What matters is the relationship between the speed of the shutter curtains and the rate at which the subject is moving across the film plane. Motion blur will also occur, the amount of which will increase with slit width and subject velocity.
So to get the nice distorted effect, you want to have a very narrow, slowish-moving slit and fast-moving subject. In terms of an SLR, you can tell how fast the slit moves by looking at its flash x-sync speed, since that is the shortest shutter wherein both curtains are open concurrently. Say you have an x-sync of 1/160s, that means it takes about 1/160 for one curtain to open and 1/160 for the other to close and the width of the slit is 1/160 of a second. Run that shutter at 1/1600 and the slit will be about 1/10 of the frame wide and at 1/8000 it will be 1/50th of a frame wide. If you can find a subject that moves appreciably in 1/160 of a second (the total exposure duration), then the distortion will be visible.

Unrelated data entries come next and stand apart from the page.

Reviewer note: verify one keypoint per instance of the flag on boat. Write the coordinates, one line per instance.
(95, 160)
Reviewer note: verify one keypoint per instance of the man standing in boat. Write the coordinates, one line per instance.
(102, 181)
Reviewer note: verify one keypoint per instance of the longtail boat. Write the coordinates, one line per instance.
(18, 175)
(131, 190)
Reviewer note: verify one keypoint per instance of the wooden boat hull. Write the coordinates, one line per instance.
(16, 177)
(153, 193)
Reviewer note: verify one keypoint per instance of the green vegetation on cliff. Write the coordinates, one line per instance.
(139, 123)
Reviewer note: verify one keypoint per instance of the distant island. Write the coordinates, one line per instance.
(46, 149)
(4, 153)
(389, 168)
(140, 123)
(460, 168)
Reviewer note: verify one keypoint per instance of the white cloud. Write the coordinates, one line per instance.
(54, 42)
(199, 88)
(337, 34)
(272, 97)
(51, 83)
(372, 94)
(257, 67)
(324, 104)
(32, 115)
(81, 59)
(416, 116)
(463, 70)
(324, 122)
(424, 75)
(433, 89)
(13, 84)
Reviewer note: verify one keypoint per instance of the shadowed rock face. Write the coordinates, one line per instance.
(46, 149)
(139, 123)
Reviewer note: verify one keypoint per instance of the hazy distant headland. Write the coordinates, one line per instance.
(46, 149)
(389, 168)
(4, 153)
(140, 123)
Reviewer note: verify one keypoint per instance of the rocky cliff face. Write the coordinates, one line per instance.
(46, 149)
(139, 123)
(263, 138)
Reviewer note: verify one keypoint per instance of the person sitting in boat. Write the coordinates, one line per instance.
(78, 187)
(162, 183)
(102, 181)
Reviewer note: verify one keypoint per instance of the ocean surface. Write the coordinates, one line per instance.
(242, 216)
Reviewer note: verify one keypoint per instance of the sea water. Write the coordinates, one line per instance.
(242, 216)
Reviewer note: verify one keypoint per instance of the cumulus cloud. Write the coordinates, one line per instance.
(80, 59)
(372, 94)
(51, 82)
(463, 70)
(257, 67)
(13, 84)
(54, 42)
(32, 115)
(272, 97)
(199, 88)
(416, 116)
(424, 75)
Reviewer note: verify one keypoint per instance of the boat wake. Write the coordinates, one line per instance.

If you want to cause the distortion, look for a camera with a really slow - like 1/50s - x-sync speed: at that speed, it takes each curtain 1/50s to traverse the frame. So to get the distortion without too much motion blur, you need a shutter speed of about 1/2500 and a subject that can move an appreciable distance across the frame in 1/50s.
If you want extreme, go buy a (sorry it's not analogue) scanning back

In fact, you could think of the slitted-cloth shutter on the 4x5 as a kind of scanning back... same goes for clockwork pano cameras that expose using a slit.